One member of an extreme right-wing organisation said to him that his “home number is on every – on the walls of every public convenience in Lambeth”, which is how he came to understand how so many people were able to telephone him.[3] It was also reported in the press in 1997 that his office and home had been bugged.[4]

19. Mr Henry Gilby – the director of amenity services, then director of environmental services and finally chief executive of Lambeth Council (between June 1993 and December 1994) – also described being subject to intimidation. As director of amenity services, his office was the subject of a serious arson attack.[5] When attempting to tackle corrupt practices as director of environmental services, his office was broken into and computer records stolen.[6] During his time as chief executive, his office and home were broken into, he was threatened and his car tyres slashed.[7]

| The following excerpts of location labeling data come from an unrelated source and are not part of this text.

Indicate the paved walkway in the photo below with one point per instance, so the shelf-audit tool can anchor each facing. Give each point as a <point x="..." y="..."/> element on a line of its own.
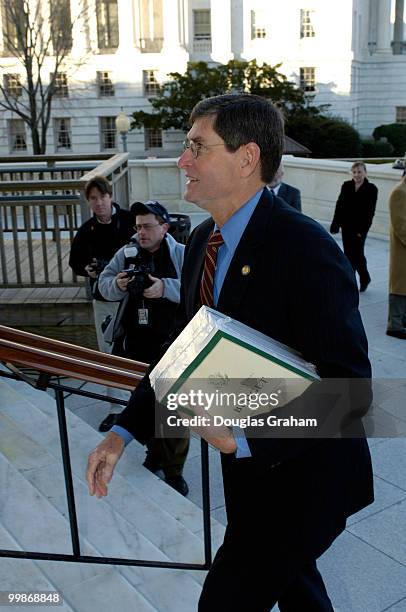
<point x="365" y="570"/>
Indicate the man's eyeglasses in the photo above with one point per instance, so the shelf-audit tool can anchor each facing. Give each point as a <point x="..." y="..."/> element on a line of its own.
<point x="146" y="226"/>
<point x="196" y="148"/>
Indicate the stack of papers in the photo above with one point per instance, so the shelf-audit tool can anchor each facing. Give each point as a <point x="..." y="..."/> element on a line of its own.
<point x="218" y="357"/>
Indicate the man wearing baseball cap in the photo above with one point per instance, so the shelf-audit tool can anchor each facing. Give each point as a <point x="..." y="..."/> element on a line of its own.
<point x="144" y="276"/>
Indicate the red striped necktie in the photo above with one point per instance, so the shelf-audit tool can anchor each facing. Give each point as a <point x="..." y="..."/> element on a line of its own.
<point x="207" y="285"/>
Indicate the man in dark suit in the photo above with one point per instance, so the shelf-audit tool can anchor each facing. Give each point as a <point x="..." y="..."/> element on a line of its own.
<point x="290" y="194"/>
<point x="354" y="213"/>
<point x="286" y="499"/>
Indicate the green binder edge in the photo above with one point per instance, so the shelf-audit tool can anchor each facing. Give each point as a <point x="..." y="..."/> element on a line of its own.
<point x="212" y="343"/>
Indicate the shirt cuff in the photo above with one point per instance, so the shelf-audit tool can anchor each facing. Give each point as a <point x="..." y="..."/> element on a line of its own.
<point x="243" y="450"/>
<point x="123" y="433"/>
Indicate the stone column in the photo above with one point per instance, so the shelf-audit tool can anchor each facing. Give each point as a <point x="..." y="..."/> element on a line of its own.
<point x="398" y="30"/>
<point x="173" y="50"/>
<point x="383" y="41"/>
<point x="171" y="25"/>
<point x="221" y="31"/>
<point x="373" y="26"/>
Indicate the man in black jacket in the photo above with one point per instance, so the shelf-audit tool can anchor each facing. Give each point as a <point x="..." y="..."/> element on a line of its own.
<point x="95" y="243"/>
<point x="290" y="194"/>
<point x="354" y="212"/>
<point x="286" y="499"/>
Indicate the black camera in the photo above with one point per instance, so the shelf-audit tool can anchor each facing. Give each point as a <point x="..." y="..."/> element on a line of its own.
<point x="99" y="265"/>
<point x="139" y="273"/>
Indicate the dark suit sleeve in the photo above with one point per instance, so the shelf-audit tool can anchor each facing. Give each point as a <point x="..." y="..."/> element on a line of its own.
<point x="322" y="301"/>
<point x="138" y="417"/>
<point x="296" y="201"/>
<point x="372" y="196"/>
<point x="80" y="255"/>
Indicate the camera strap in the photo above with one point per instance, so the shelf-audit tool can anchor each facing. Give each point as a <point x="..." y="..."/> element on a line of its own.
<point x="143" y="315"/>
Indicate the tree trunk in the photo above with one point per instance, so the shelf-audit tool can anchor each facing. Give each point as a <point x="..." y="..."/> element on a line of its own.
<point x="36" y="144"/>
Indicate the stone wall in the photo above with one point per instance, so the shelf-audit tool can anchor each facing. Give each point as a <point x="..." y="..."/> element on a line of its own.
<point x="319" y="181"/>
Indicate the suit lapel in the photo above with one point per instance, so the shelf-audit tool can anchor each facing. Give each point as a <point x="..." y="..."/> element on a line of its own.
<point x="244" y="265"/>
<point x="193" y="292"/>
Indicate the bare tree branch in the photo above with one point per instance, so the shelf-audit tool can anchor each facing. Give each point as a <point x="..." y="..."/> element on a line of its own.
<point x="38" y="34"/>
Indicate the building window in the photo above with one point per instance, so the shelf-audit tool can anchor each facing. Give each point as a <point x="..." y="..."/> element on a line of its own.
<point x="151" y="20"/>
<point x="151" y="85"/>
<point x="12" y="85"/>
<point x="308" y="79"/>
<point x="61" y="85"/>
<point x="17" y="136"/>
<point x="61" y="26"/>
<point x="201" y="30"/>
<point x="63" y="137"/>
<point x="258" y="29"/>
<point x="401" y="114"/>
<point x="104" y="84"/>
<point x="306" y="26"/>
<point x="153" y="138"/>
<point x="108" y="133"/>
<point x="107" y="24"/>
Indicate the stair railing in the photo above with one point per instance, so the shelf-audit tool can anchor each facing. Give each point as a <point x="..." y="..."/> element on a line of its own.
<point x="53" y="358"/>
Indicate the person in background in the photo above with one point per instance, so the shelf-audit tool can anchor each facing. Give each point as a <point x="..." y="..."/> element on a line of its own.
<point x="144" y="276"/>
<point x="290" y="194"/>
<point x="354" y="213"/>
<point x="95" y="243"/>
<point x="287" y="500"/>
<point x="397" y="267"/>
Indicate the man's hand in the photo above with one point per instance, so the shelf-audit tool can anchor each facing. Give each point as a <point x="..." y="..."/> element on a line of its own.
<point x="101" y="463"/>
<point x="156" y="290"/>
<point x="90" y="269"/>
<point x="122" y="280"/>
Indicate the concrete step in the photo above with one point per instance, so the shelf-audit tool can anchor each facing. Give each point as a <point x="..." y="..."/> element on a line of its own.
<point x="35" y="524"/>
<point x="129" y="523"/>
<point x="17" y="575"/>
<point x="84" y="438"/>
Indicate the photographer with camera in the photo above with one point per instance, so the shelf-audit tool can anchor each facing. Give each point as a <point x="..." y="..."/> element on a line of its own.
<point x="95" y="243"/>
<point x="144" y="276"/>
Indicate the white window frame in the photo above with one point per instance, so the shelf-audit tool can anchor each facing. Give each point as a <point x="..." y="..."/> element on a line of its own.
<point x="204" y="26"/>
<point x="258" y="28"/>
<point x="17" y="135"/>
<point x="12" y="85"/>
<point x="306" y="23"/>
<point x="105" y="85"/>
<point x="61" y="85"/>
<point x="401" y="114"/>
<point x="153" y="138"/>
<point x="107" y="131"/>
<point x="59" y="123"/>
<point x="308" y="79"/>
<point x="151" y="87"/>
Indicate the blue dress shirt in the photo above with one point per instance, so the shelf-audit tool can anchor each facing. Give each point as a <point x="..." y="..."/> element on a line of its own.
<point x="231" y="231"/>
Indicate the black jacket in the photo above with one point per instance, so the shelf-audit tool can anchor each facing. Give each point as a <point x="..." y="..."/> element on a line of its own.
<point x="291" y="195"/>
<point x="300" y="291"/>
<point x="355" y="209"/>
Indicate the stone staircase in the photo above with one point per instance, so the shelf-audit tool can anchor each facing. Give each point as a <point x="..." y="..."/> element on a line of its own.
<point x="142" y="518"/>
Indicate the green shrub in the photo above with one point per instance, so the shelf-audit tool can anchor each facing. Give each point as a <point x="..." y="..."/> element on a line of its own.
<point x="325" y="136"/>
<point x="376" y="148"/>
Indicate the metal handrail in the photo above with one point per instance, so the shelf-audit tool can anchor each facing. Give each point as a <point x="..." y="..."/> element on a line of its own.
<point x="44" y="382"/>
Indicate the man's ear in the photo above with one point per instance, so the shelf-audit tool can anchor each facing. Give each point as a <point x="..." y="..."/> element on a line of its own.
<point x="251" y="155"/>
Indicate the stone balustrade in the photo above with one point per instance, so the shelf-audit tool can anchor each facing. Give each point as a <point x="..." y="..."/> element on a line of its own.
<point x="319" y="181"/>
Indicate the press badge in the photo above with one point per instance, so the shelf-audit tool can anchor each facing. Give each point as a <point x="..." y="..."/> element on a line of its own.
<point x="143" y="316"/>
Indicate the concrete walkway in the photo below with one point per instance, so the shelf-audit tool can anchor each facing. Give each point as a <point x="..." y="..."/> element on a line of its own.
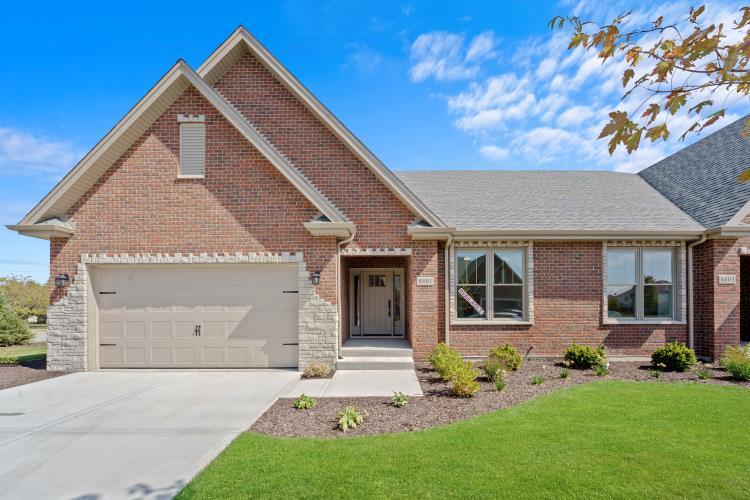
<point x="103" y="435"/>
<point x="359" y="383"/>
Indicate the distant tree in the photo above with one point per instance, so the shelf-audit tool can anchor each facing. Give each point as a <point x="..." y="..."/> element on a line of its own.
<point x="668" y="65"/>
<point x="13" y="330"/>
<point x="25" y="297"/>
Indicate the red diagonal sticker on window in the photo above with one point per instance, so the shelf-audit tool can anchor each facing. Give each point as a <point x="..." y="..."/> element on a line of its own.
<point x="463" y="293"/>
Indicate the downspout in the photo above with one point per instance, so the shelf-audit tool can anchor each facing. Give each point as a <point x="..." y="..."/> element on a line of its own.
<point x="338" y="289"/>
<point x="447" y="287"/>
<point x="691" y="331"/>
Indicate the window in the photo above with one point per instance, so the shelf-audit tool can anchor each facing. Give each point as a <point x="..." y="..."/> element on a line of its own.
<point x="494" y="291"/>
<point x="640" y="283"/>
<point x="192" y="149"/>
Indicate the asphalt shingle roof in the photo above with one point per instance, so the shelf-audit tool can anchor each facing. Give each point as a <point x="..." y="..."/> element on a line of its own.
<point x="702" y="178"/>
<point x="546" y="200"/>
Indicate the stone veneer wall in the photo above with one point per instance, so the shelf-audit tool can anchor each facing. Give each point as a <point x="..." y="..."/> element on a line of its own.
<point x="67" y="318"/>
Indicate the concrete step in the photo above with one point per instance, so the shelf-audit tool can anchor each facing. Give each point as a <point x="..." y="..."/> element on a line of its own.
<point x="376" y="352"/>
<point x="376" y="363"/>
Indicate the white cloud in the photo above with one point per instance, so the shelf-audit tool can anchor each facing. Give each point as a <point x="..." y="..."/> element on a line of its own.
<point x="481" y="47"/>
<point x="443" y="56"/>
<point x="494" y="153"/>
<point x="548" y="104"/>
<point x="23" y="153"/>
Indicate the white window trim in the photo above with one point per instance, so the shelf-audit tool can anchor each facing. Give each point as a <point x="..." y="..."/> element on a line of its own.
<point x="679" y="292"/>
<point x="528" y="282"/>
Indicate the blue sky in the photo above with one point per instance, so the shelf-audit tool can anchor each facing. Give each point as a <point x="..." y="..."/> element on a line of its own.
<point x="426" y="85"/>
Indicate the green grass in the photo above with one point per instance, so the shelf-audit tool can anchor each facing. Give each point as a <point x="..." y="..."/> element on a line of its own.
<point x="605" y="439"/>
<point x="20" y="353"/>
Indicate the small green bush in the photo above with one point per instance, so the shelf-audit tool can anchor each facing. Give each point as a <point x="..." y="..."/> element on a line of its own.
<point x="444" y="361"/>
<point x="305" y="402"/>
<point x="317" y="370"/>
<point x="13" y="329"/>
<point x="736" y="361"/>
<point x="399" y="399"/>
<point x="350" y="418"/>
<point x="508" y="355"/>
<point x="601" y="370"/>
<point x="583" y="356"/>
<point x="493" y="368"/>
<point x="674" y="356"/>
<point x="464" y="380"/>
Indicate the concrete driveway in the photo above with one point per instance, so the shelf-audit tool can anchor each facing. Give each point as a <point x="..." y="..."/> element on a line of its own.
<point x="124" y="434"/>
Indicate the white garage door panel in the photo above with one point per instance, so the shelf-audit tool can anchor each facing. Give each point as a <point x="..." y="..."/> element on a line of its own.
<point x="244" y="317"/>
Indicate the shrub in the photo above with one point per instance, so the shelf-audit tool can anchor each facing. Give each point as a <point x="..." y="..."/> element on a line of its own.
<point x="674" y="356"/>
<point x="583" y="356"/>
<point x="350" y="418"/>
<point x="317" y="370"/>
<point x="399" y="399"/>
<point x="702" y="374"/>
<point x="500" y="382"/>
<point x="464" y="379"/>
<point x="736" y="361"/>
<point x="493" y="368"/>
<point x="601" y="370"/>
<point x="444" y="361"/>
<point x="305" y="402"/>
<point x="508" y="355"/>
<point x="13" y="330"/>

20. In February 1993, a Lambeth Council employee Mr Bulic Forsythe (whose responsibilities included building management) was killed. His body was found in his home, which had been set on fire. In June 1993, his murder was featured on an episode of the television programme Crimewatch. The murder of Mr Forsythe remains unsolved. It was the subject of a recent review by the Metropolitan Police Service (Operation Redsnow), as a result of concerns that there was a connection between Mr Forsythe’s employment at Lambeth Council and his murder, but no evidence of such a connection was found.[8] At the very least, the murder of Mr Forsythe is likely to have caused concern and fear on the part of staff and councillors.

21. A report in 1994 into Lambeth Council’s Housing Directorate – the Harris report – identified racism, sexism, nepotism and fear.[9] It arose following allegations that Lambeth Council employees were involved in making or distributing images of child sexual abuse. One member of staff was alleged to have told others that the content included sadism, bestiality and imagery of children, with films said to have been home produced by staff or people with whom they were associated.[10] The exchange of pornography was also alleged to have occurred.[11] The report described evidence of informal networks of men, and a department operated by cronyism and favouritism, which served to sustain organisational racism and sexism. It concluded:

The Panel is of the view that a network of exchange of pornographic videos does or did exist and that there is wider knowledge of this within housing than the Panel was able to obtain from witnesses.”[12]

22. The Harris report also referred to ‘Les’ or ‘LP’, who was thought to have links to the officers in the housing directorate implicated in the exchange of pornography.[13] While the Harris report did not specify the identity of this person, as DI Morley said in oral evidence, it might well have been Mr Leslie Paul, a care worker for Lambeth Council who was subsequently convicted of child sexual abuse.[14] It also referred to:

  • a Lambeth employee of a hostel for adults receiving a letter, intercepted by staff, which offered pornographic video material and “referred to providing children”, but “no management action was taken on the letter which was returned by the more senior manager”;[15] and
  • allegations that the personnel officer in housing had interfered in the investigation into an allegation of sexual assault made by a female officer against a male housing officer, which witnesses described as a “cover-up”.[16] (The Harris report also described “sinister” aspects of the investigation into the allegations of sexual assault, such as the removal of items of evidence by the personnel officer).[17]